Ecrit par : xxl | 19/09/2008

o lala xxl revient de très loin!!
bisous

Ecrit par : m | 28/09/2008

non, non, je suis juste à côté (à quelques clics). Ça va?

Ecrit par : xxl | 28/09/2008

L’autre jour j’ai vu John. Il marchait dans la rue. Un peu comme un zombie. La capuche enfoncée jusqu’aux yeux. Faut dire qu’il pleuvait. Aujourd’hui il fait beau. Ça change. L’autre jour j’ai vu John. Il avait l’air un peu perché, bien qu’assis à une terrasse. Il sirotait son demi, fumait des clopes. Je lui ai demandé du feu. Il n’a pas réagi. Alors je me suis assis et j’ai regardé avec lui. On matait les arbres sur l’île, en face. C’est l’automne. Une belle saison pour regarder les arbres.
Je cours souvent après John. Il est fuyant, impossible de le rattraper. Pourtant lorsque je le croise, il a l’air plutôt bien, détendu. Et puis hop. A peine je l’ai vu qu’il s’est déjà envolé je ne sais où. Sacré John. Je sais pas bien ce qu’il fout là. A vrai dire, je suis toujours étonné lorsque je le croise. Etonné de le voir en vie, étonné de le voir encore là, égal à lui-même comme on dit.
L’autre jour j’ai vu John. Il était en colère, super tendu. Il fumait clope sur clope, se rongeait les doigts et me jetait des regards noirs.

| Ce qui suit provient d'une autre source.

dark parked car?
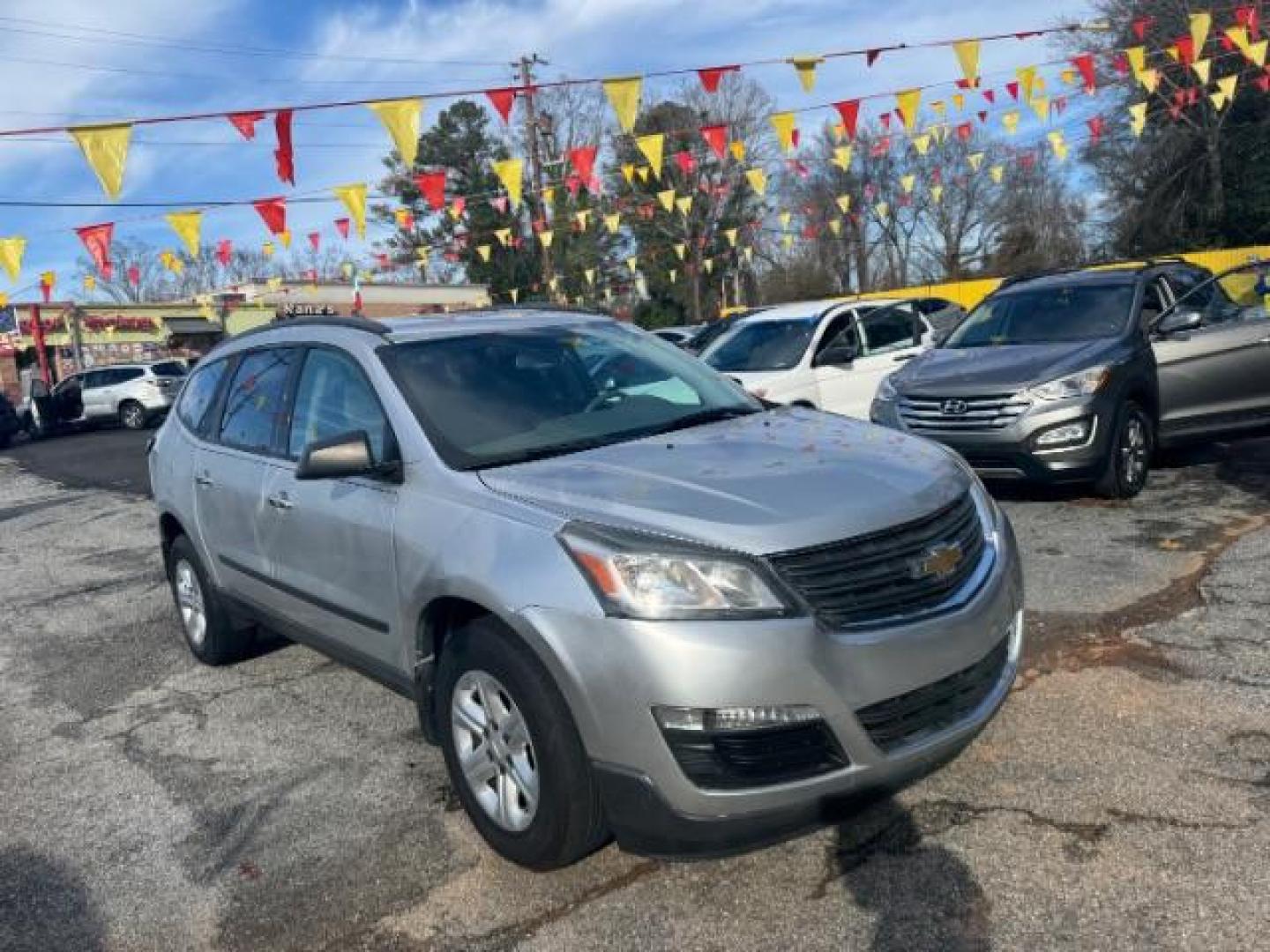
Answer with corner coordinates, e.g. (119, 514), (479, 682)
(870, 260), (1270, 497)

Il m’a foutu les boules. Sa voix grave s’épaississait à mesure qu’il parlait, sans doute avait-il trop bu, je ne sais pas. Il faisait un gros pâté avec ses mots. Et il me disait : faites attention parce qu’un jour cette grosse boule de mots je vais vous l’envoyer en pleine gueule et là vous n’aurez plus qu’à vomir, vomir tous les mots et y’aura personne pour vous aider. Sacré John. Y’a des types comme ça on se demande vraiment ce qu’ils foutent là. Jusqu’au jour on ne les voit plus. Parce que ça nous arrive à tous ça aussi. Un jour c’est la nuit. Et hop là comme ça fini plus rien. Peau d’balle.

J’espère que ton oiseau va bien (il me plait ton texte, encore une fois). Bises.